Euribor a seis meses cai para mínimos

A taxa Euribor caiu a seis meses, que é a mais utilizada em Portugal para os créditos à habitação, recuou para valores negativos pela primeira vez desde Novembro de 2015, tendo-se fixado em -0,276%, o valor mais baixo de sempre que foi pela primeira vez atingido em 30 de Outubro.

 

Já as taxas Euribor nos a três, nove e 12 meses mantiveram-se. A três meses, fixou-se em -0,328%, a nove meses em -0,223%, no prazo de 12 meses em -0,191%.

Euro quase inalterado após máximos

A moeda única europeia transaccionou nos mercados cambiais alternando entre ganhos e perdas relativamente ao dólar, o que acontece depois de o euro esta semana ter atingido máximos de Dezembro de 2014 contra a divisa norte-americana.

 

Nesta altura, o euro cede 0,01% para 1,2237 dólares, numa altura em que investidores e analistas acreditam que o Banco Central Europeu poderá reduzir o programa de compra de activos mais rapidamente do que inicialmente esperado pelo mercado.

 

A expectativa é de que o BCE anuncie em Junho uma decisão sobre o momento em que poderá acabar com o programa de compra de dívida.

 

OPEP e EUA atiram petróleo para queda superior a 1%

Os preços do petróleo seguem a cair acima de 1% tanto em Londres como em Nova Iorque. Na capital inglesa, o Brent do Mar do Norte, utilizado como valor de referência para as importações nacionais, perde 1,15% para 68,51 dólares por barril, enquanto na cidade americana o West Texas Intermediate (WTI) recua 1,22% para 63,17 dólares.

 

A pressionar o preço da matéria-prima está a estimativa da Agência Internacional de Energia (AIE), que prevê que os Estados Unidos aumentem este ano a produção de petróleo em 1,35 milhões de barris por dia, superando os 10 milhões de barris e ultrapassando a Arábia Saudita.

 

Por outro lado e também a colocar sob pressão o crude, está o reforço da convicção no mercado de que o corte à produção petrolífera decretado pela organização dos países exportadores de petróleo possa ser levantado antes ainda do final deste ano. 

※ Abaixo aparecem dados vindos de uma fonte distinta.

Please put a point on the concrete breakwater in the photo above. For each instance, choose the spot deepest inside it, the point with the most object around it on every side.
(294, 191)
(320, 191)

Ouro sobe com receio de "shutdown" nos EUA

O metal precioso está a valorizar beneficiando do receio dos investidores relativamente à possibilidade de paralisação dos serviços federais nos Estados Unidos, um risco decorrente da falta de acordo no Senado do Congresso norte-americano.

 

O ouro sobe assim pelo segundo dia, estando a valorizar 0,50% para 1.333,73 dólares por onça.